Мой приятель сказал задумчиво:
- Да ведь и не поверят, что вы думаете! Я вот пошел позавчера к одному другу - командиру, он там сейчас в рюхи сражается вовсю - тоже чемпион! Он баньку организовал, в городе, на Песках. "Приходи, говорит, - хорошо помоемся, как следует, я, - говорит, - оборудовал". Мы с двумя командирами пришли. И правда, банька подходящая. Стали мыться, как на тебе - объявление по радио: район находится под обстрелом. Да как рванет, вся крыша с баньки слетела, а мы чуть не голые выскочили на улицу. А следующим снарядом всю баньку начисто разнесло... Ведь тоже не поверят потом, скажут, выдумал... И то сказать, в фантастическое время мы с вами живем. Иду по Васильевскому острову, а там на углу Среднего был магазин, вывеска: "Гастрономия и вина". Я там перед войной армянский коньяк всегда покупал. Иду как-то зимой, обстреливали тогда здорово. Что с вывеской? Уже буква одна куда-то отлетела, и стало "Астрономия и вина". Прошло несколько месяцев. А на вывеске - помереть можно от смеха - уже читаю: "Астрономия вин"! Это же поэзия, честное слово... Астрономия вин! Имажинисты* не придумали бы такого. Вы ведь знаете, я стихи люблю. И даже иные собираю для памяти. А поэты, они после больших событий или даже во время событий рождаются как-то интересней, чем в мирное время... Вы это, наверно, тоже замечали?..
_______________
* И м а ж и н и з м - литературное течение в области поэзии двадцатых годов.

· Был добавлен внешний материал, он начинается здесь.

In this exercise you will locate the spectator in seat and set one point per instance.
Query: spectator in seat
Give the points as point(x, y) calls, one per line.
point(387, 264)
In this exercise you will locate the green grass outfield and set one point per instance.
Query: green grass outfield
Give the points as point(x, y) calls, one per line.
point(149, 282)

- Таких наблюдений не вел, но, действительно, вот после финской войны сразу появились, например, Михаил Дудин, опять же Алексей Недогонов, Сергей Наровчатов... А как Дудин появился, стоит вспомнить. Война с белофиннами, как известно, в Выборге кончилась, стал я отходить от боевых дней, вдруг получаю письмо. Со стихами. Пишет серьезные стихи молодой поэт, зовут Михаил Дудин. Надо сразу печатать в "Звезде", но кое-какие поправки все-таки следует внести для славы русского языка. Я пишу ему письмо, и приветствую, и поздравляю, и о поправках пишу, что, мол, выберете время, приходите, посидим, потолкуем о поэзии, о прошлых днях Кавказа и так далее. Проходит время, получаю ответ: "Очень хотел бы прийти, да не могу и даже, когда смогу, не знаю. И вовсе я не в Ленинграде, а на далеком Ханко, которое мы от финнов в аренду взяли и там стражу несем. А уж стихи поправьте сами, как где нужно". А потом подошел сорок первый год, новая война; на Ханко началось горячее времечко. Потом ханковцев эвакуировали в Ленинград. Они теперь тут себя хорошо показывают. У них командир - известный вам Симоняк, железный человек, полководец стоящий, а Миша Дудин добрым поэтом стал. Да он уже в своем молодом возрасте в самую настоящую историю войны попал. Сам Маннергейм подписал этакое специальное обращение к ханковцам, что, мол, сдавайтесь, вы такие-сякие храбрецы, герои, и мы вас вроде в доме отдыха устроим за ваши заслуги, и что сопротивляться вам бесполезно. Ну, тут ханковцы по примеру запорожцев, писавших злое письмо турецкому султану, взъярились да и ответили Маннергейму и пером и кистью. Кистью-то ответил замечательный художник-воин Пророков, а пером - Миша Дудин. Вот уж такое письмо написали, что дальше некуда. Если бы принести это письмо в музей и прочесть запорожцам, что на репинской картине, то и они бы разразились таким грохотом, что снова в Стамбуле услыхали бы, ей-богу... Молодец Миша Дудин!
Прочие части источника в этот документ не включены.